|
Post by mulv on Oct 16, 2022 11:05:10 GMT
In my first teaching job, every breaktime people would pick up the biscuit tin and give it a shake to see if there was anything edible inside. Whenever anybody bought biscuits for the staffroom, it was almost a sackable offence to eat the pink wafers - they had to be reserved for the Head Teacher.
I'm not sure what caused me to do this other than pure devilry, but I bought a couple of packets of pink wafers, but didn't put them in the tin. Instead I put a couple of blocks of wood in, and dropped a note on top saying, "With love from the biscuit fairy."

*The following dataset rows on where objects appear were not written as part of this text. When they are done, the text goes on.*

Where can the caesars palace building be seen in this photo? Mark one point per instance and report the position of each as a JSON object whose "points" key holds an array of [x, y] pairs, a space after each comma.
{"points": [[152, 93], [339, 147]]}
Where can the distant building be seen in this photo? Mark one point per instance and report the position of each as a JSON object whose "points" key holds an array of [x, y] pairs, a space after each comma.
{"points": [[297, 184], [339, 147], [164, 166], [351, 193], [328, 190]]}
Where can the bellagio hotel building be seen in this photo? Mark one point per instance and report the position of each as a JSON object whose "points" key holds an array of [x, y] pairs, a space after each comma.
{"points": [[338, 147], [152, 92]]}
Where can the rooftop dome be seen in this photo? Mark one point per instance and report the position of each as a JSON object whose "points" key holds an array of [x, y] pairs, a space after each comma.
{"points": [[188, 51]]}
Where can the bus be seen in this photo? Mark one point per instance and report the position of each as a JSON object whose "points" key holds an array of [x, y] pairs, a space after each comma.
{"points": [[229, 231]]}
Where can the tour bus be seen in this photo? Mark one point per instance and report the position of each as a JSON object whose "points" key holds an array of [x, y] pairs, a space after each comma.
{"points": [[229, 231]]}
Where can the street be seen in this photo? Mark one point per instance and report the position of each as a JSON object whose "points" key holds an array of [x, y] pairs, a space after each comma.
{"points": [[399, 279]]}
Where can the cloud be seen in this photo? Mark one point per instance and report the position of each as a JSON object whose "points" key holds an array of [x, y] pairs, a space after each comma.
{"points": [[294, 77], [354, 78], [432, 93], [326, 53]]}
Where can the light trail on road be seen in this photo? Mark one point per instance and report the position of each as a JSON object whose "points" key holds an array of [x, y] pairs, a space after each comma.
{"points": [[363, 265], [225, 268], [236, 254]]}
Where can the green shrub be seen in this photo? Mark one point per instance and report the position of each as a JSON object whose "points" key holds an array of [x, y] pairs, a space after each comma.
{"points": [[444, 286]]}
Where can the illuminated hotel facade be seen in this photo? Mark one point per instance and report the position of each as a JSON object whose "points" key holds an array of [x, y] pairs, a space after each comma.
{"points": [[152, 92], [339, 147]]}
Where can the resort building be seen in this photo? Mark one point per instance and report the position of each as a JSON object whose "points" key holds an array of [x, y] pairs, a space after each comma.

It was my turn for morning break duty so I wasn't in the staffroom, but my name was mud. Somebody must've said something to the Head, because at lunchtime, when he appeared, he DIDN'T make a beeline for the biscuits.

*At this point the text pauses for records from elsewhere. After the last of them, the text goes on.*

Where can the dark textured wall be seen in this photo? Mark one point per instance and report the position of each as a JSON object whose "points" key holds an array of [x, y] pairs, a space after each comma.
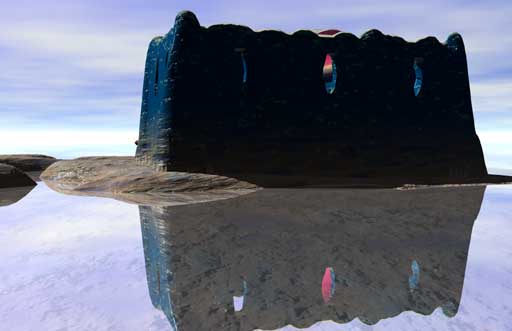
{"points": [[198, 114]]}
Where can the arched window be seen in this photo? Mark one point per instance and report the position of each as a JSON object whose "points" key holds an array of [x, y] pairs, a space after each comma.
{"points": [[244, 67], [242, 52], [156, 76], [329, 74], [419, 76]]}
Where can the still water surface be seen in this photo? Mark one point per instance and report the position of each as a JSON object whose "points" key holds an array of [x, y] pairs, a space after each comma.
{"points": [[428, 259]]}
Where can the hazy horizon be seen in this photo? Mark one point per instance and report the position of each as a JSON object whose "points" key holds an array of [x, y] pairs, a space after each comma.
{"points": [[71, 73]]}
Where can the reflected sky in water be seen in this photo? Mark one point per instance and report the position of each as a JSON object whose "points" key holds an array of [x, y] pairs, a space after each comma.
{"points": [[84, 263]]}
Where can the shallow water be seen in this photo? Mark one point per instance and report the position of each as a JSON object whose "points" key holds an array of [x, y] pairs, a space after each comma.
{"points": [[429, 259]]}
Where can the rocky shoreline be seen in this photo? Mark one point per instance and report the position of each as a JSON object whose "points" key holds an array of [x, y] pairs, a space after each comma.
{"points": [[22, 169], [122, 178]]}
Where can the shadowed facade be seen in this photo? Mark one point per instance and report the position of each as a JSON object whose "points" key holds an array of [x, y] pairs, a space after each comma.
{"points": [[231, 101]]}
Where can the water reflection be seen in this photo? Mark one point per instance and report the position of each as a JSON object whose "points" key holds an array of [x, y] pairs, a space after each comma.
{"points": [[9, 196], [377, 253]]}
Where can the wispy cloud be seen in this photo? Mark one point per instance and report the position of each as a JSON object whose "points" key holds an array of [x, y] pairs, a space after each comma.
{"points": [[68, 65]]}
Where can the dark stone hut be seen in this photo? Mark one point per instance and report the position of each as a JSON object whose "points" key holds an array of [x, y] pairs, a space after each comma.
{"points": [[254, 105]]}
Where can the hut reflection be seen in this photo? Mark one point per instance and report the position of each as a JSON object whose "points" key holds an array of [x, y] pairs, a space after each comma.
{"points": [[298, 256]]}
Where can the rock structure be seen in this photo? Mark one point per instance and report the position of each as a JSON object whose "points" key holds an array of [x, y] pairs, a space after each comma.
{"points": [[231, 101], [389, 250], [13, 177], [120, 177], [28, 162]]}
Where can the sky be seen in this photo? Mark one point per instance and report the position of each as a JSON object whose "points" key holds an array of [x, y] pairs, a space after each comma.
{"points": [[71, 72]]}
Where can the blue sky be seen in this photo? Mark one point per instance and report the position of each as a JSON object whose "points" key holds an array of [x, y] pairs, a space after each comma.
{"points": [[71, 71]]}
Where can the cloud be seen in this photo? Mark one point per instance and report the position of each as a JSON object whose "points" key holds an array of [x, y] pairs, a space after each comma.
{"points": [[79, 65]]}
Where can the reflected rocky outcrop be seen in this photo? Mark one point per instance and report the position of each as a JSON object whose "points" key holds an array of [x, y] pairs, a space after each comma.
{"points": [[9, 196], [298, 256]]}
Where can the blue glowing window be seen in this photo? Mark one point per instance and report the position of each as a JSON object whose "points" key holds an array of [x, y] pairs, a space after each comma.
{"points": [[419, 78], [329, 74]]}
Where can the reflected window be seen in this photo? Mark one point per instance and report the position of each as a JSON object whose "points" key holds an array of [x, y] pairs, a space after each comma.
{"points": [[329, 74], [238, 301], [328, 284], [414, 278], [418, 82]]}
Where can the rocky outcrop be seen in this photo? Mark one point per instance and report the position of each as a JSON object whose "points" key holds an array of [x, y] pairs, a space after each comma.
{"points": [[230, 101], [12, 177], [28, 162], [122, 178], [9, 196]]}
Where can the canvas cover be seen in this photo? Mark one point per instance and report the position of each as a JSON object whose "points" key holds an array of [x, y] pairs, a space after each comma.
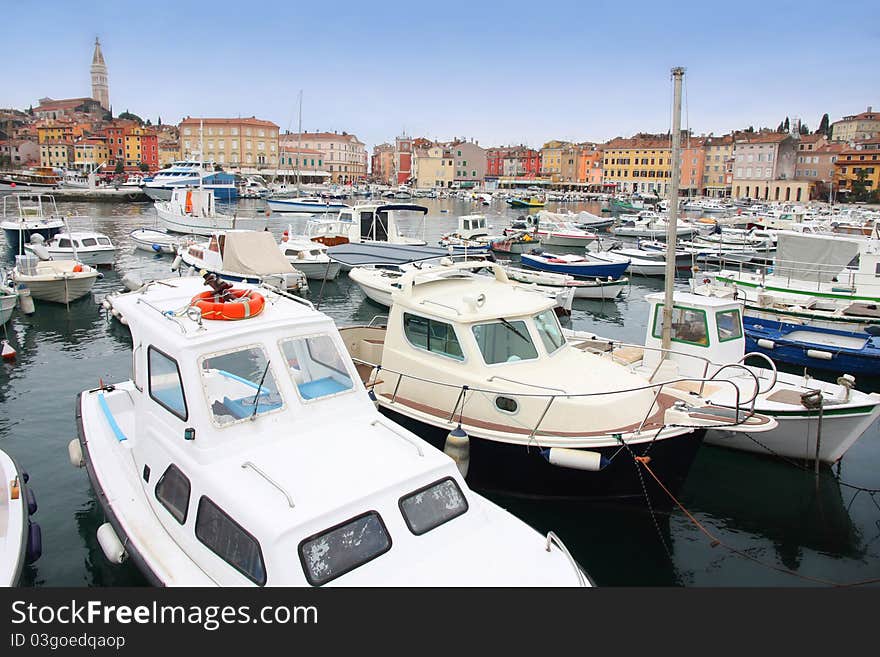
{"points": [[254, 252], [813, 257]]}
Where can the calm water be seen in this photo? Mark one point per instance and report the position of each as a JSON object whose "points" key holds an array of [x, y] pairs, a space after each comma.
{"points": [[770, 511]]}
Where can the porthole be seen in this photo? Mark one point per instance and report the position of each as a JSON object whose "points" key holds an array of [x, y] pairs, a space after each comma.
{"points": [[506, 404]]}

"Nobody fancy a biscuit?" asked oh so innocent Mr Mulvey. Nobody wanted one, even the Head, so I casually lifted the lid, took out a wafer (with which I'd replaced the wooden blocks right at the start of lunch) and calmly ate it.
The Head was massively aggrieved and started berating the teacher who'd warned him about the wood. She was stunned and protested her innocence. I finished the biscuit and sat back to enjoy the show.
|
|
|
Post by will on Oct 16, 2022 12:22:02 GMT
How did you ever manage to climb the greasy pole to the Head's office yourself?